朱充灼,原是明太祖朱元璋十三子、代王朱桂的六世孙,他虽然没能承袭代王的爵位,但仍按制被封为奉国将军,在宗室爵位中居于亲王、郡王、镇国将军、辅国将军之后,按例每年可领禄米六百石。

洪武至嘉靖年间代王世系图。来源/据《明史·诸王表二》制

那么,朱充灼为何要作出威胁自家统治的举动?

导火索是一场明目张胆的抢劫案。嘉靖二十四年(1545),朱充灼等人公然劫夺知府行李,此事经新上任的大同巡抚詹荣上奏朝廷,以致朱充灼受到剥夺禄米的处罚。对于朱充灼而言,这样的处罚属实重了,加之同宗亲王朱充燿没有替他求情,于是他便怀恨在心,开始策划联蒙叛明。

罚了禄米就要反叛,是不是有点小题大做?这还得从明朝对皇室宗亲的政策说起。

明朝历来遵从朱元璋《皇明祖训》,奉行“亲亲之义”,对宗室犯罪一向宽大处理,只要不犯重罪,几乎不会被罚禄米。那么,抢了知府行李的朱充灼算重罪吗?为什么会被嘉靖帝处以重罚?况且朱充灼作为宗室中人,承爵位享食禄,又为何要行抢夺之举呢?

归根结底,一切都源自明代的宗藩制度。

明朝初期,朱元璋陆续分封二十五位藩王,同时为防北方蒙古势力反扑,还采取了“沿边开藩”的策略,分派宗室驻守北境,封于山西大同的代藩就是其中之一。但自永乐之后,因朱棣本身是藩王起兵登位,所以为了消除谋逆隐患,极力限制宗室权力。尤其到了宣德年间,经汉王朱高煦造反一事,诸藩更受忌惮,从而形成所谓的“藩禁”政策。

建文年间,燕王朱棣发动靖难之役。来源/电视剧《穿越时空的爱恋》截图

“藩禁”政策要求宗藩不得参政出仕,不得自设属吏,不得私蓄军队,不得擅事他业,无诏不入京,二王不相见,这便使得宗室逐渐沦为坐食宗禄的寄生群体。

明朝中后期,随着宗室人口膨胀,禄米数额急剧增加,以至于地方财力甚至无法正常供给宗室食禄,拖欠宗禄成为常态。尤其对于中下层宗室而言,禄米不能正常发放,全家生活便难以为继。

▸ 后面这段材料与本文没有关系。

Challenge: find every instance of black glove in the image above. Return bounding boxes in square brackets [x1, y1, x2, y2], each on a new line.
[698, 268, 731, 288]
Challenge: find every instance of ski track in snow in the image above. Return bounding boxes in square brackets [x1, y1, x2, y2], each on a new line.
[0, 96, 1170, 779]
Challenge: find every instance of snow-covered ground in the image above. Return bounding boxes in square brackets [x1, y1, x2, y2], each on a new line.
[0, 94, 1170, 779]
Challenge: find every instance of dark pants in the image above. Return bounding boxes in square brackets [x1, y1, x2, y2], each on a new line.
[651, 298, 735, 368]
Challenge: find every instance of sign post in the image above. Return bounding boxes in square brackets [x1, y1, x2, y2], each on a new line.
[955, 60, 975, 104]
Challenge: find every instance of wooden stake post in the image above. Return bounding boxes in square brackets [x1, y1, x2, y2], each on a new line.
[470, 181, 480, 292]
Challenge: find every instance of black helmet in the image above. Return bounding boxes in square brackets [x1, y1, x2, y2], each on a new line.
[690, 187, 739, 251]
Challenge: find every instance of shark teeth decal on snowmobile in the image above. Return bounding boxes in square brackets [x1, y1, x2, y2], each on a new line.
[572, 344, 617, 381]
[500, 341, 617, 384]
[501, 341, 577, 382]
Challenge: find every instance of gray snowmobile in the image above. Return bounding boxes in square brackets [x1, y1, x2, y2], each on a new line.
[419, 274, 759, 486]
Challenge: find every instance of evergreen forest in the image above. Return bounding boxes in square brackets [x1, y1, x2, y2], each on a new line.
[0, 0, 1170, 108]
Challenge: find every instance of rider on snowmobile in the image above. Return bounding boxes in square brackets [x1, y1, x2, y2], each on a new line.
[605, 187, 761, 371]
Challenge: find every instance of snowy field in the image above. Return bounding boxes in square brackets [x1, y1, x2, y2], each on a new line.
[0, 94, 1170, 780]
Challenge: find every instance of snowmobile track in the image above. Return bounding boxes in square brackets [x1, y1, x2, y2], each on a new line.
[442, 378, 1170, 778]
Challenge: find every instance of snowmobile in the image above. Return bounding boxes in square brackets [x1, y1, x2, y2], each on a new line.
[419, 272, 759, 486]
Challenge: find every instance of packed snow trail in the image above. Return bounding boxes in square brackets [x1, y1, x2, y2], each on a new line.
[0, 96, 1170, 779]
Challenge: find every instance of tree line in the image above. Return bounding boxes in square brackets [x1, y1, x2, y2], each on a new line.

在此情况下,宗室为索取禄米,不惜通过越奏和逼抢等形式来保全自身利益。
 

拖欠禄米引发的宗室犯罪


按照明制,“宗室非机密重情不得径奏”,一般事宜须得先告该藩亲王,不得私自赴京奏报,否则即为非法的“越奏”之举。随着宗室食禄不济的问题日益突出,越关上奏的情况在明中期屡禁不止。

如嘉靖元年(1522),代藩的昌化王府宗室,就因缺乏禄粮而聚众谋划赴京之事,同年,代藩怀仁王府的仪宾(郡主、县主、郡君、县君、乡君夫婿的封号)也因岁禄拖欠而赴京越奏。鉴于“迩者宗室相率入京奏乞禄粮,越禁犯例”的情况越来越严重,嘉靖帝在十五年(1536)就敕谕各王府,要求其下各级宗室按期赴府画押,如有私自出城的人便追回监禁,具奏处置,以此加强对地方宗室的监管。

洪武二十八年(1396)改订的宗室岁禄标准。来源/据《明太祖实录》制

除了越关上奏之外,有的宗室索禄无果,便直接冲击府衙。以人数最多的河南周藩为例,该府宗室人口在明中期约达五千,地方实在供养乏力,宗室生活同样难以维持。嘉靖二十一年(1542),河南诸藩欠缺禄米数额达三百万石,周藩宗室就在同年发生聚众闹事的情况,镇国中尉朱安淄纠集宗室数百人凌逼巡抚魏有本,要求在旧制规定的分例外,每石再加银一钱。次年,周藩永宁王府宗室三百余人也涌入地方衙门,向布政司讨要禄米。

再看代藩所在的山西,该地与河南一样属于宗室人口较多的地区,其中就有代、晋、沈三大府。从供养条件看,山西原本不宜分封过多藩王,但因该地对于抗御北敌而言有着重要意义,所以分封置藩就成了战略布局的关键一环。宗室日繁而岁供无增,造成的结果就是藩府食禄久拖,地方矛盾激化。如正德九年(1514),山西沈藩的辅国将军朱勋沤等人就因为地方衙门拖欠宗禄,屡次率众入仓,甚至殴打官吏。

由此来看,作为“朱充灼之乱”导火索的抢劫案便不足为奇。在整个藩府都禄米不济的情况下,作为奉国将军的朱充灼自然面临同样的问题,参考当时并不鲜见的抢夺行径,他既敢公然劫夺地方知府,必定是倚仗着自认为合理的由头,那便是宗室坐享食禄的权益维护。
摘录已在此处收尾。